Non-steroidal anti-inflammatory medications such as Ibuprofen can help some discomfort, but obviously will not help shoulder strength and motion. It is difficult to improve this situation through exercise since the muscles are not attached to the shoulder normally. Occasionally cortisone injections give some temporary relief and are an option for some individuals.
A new procedure has become available in the United States called a reverse shoulder replacement. It is called a reverse replacement because there is a metal ball that is actually screwed into the socket side of the shoulder and a plastic cup that is placed on the top of the humeral arm bone reversing the regular arrangement. The metal and plastic helps with eliminating pain, and the shoulder can now function better using just the deltoid muscle to help move it. Significant motion gains are possible after this procedure for many patients whereas in the past these were not seen with other procedures.
Surgery is recommended for patients who do not have significant rotator cuff function and have a normal deltoid muscle. Patients need to be older—usually at least 65 years of age. The procedure offers the most to the patient who has very minimal ability to elevate or lift his or her arm and also has significant pain; also the patient should not have the option for rotator cuff repair.
The procedure involves removing the top of the humeral bone and replacing this with a plastic cup that sits on a metal stem, which is placed down into the humerus or arm bone. A smooth metal hemisphere is then screwed onto the glenoid. The cup on the humerus is snapped into position under this metal ball and held in place by tension applied from the intact muscles. This allows the shoulder to have the deltoid muscle re-tensioned, which allows it to work more efficiently in the absence of the rotator cuff muscles. This procedure takes approximately two hours and the standard time in the hospital is one to two days.
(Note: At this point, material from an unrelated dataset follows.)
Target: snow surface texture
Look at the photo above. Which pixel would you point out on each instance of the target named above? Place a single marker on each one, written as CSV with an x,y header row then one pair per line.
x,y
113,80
One of the truly unique features of shoulder arthroplasty at the University of Utah Orthopaedic Center is the use of a small catheter that is placed near the nerves in the neck (anesthesia). We have a unique system for placing these with a high level of accuracy and minimal discomfort for the patient. This catheter allows anesthesia to run into the area slowly over a couple of days. Because of this it is very common for arthroplasty patients to have minimal pain over their first couple of days after surgery, allowing them to get off to a very good start and not be sick from other medications, be able to eat well and be very mobile overall.
The complications that can occur with this procedure are similar to other surgeries of this magnitude. They include the following: infection, blood loss, nerve injury, loosening of the replacement parts, dislocation and fractures around the implants among others; however, the specialists at the orthopaedic center give you preoperative antibiotics to counter infection, rarely need to give blood transfusions and find that while nerve injury can occur, it is usually temporary (although, a permanent neurologic injury is possible but rare). Also, the components that are placed in the joint can be revised or removed.
Immediately after surgery the patient is encouraged to move the elbow and wrist but shoulder only minimally. The patient typically wears a sling with a slight pillow next to it for approximately four weeks. After this, if the specialist feels there is enough early healing the patient can move their arm more actively as well as perform physical therapy. By four weeks the patient should be able to lift their arm; a full recovery is anticipated by six months.
Due to the nature of this type of procedure, the patient must be careful using their shoulder after the surgery. They are not a candidate for heavy use of their shoulder, such as work on a farm or vigorous yard work. The goal is for the patient to perform daily living activities and routine light exercise.